First, pay your tithing! Even if
you do not make very much money, giving back to the Lord in tithing will open
the windows of heaven for blessings. Next, use a budget! Assign every dollar of
your income to a category and track how much you spend each month, adjusting as
you go. My professor recommends using mint.com (which he assures us is secure).
Third, minimize and get rid of debt. This is important because debt is a cloud
constantly hanging over your head, building up interest. The quicker you pay it
off, the earlier you can build up your savings. Fourth, you should prepare for
emergencies! This is important because you never know when tragedy will strike—you
could lose your job or have huge medical expenses. Fifth, my professor advises
us to invest early, wisely, and consistently. I asked my dad what he would
change regarding his finances, and he said he wished he had started investing
earlier. Sixth, my professor recommends insurance to protect those you love.
Seventh, share responsibilities of finances with your spouse. Hold each other
accountable—except regarding “mad money.” Mad money is a small, agreed upon
amount of money each spouse gets that they are not accountable to each other
with.
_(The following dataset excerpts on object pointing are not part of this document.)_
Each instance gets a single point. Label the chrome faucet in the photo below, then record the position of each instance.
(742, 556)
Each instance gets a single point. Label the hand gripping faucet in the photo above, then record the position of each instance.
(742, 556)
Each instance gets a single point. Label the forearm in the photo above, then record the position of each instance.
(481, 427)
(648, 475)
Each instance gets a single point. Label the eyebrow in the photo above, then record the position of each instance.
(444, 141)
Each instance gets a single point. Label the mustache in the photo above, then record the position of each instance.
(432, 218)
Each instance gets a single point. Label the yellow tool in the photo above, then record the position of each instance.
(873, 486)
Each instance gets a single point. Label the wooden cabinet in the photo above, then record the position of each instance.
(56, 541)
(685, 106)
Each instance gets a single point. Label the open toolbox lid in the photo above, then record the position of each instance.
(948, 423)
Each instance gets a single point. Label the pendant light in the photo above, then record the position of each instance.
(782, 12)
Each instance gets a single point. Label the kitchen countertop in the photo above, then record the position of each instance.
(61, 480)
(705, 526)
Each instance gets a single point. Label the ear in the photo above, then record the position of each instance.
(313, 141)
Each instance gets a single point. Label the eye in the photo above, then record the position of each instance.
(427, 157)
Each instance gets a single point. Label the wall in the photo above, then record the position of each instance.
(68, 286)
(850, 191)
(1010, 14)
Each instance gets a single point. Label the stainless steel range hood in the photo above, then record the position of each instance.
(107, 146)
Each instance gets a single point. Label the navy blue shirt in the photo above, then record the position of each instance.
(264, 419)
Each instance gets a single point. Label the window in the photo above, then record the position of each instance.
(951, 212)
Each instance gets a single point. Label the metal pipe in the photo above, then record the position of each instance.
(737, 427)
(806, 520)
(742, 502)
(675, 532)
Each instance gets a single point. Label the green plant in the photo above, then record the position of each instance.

Last (but definitely not least!) is that you should teach your children
about family finances. If you teach them early on the importance of budgeting,
saving, staying out of debt, etc., then the chances of them living with you
when they are adults are slimmer!
One last thing—the importance of
the time value of money. Money’s value differs with time due to inflation. That
is—if you put 10,000 under your bed, it will not buy as much stuff fifty years
later than it could have when you first put it under your bed. That is why it
is important to invest money with an interest rate that is at least as much as
inflation, but preferably higher if you want to actually make money over the
years! Hope this was somewhat helpful. I found this concept very interesting
and hope to start making investments of my own soon!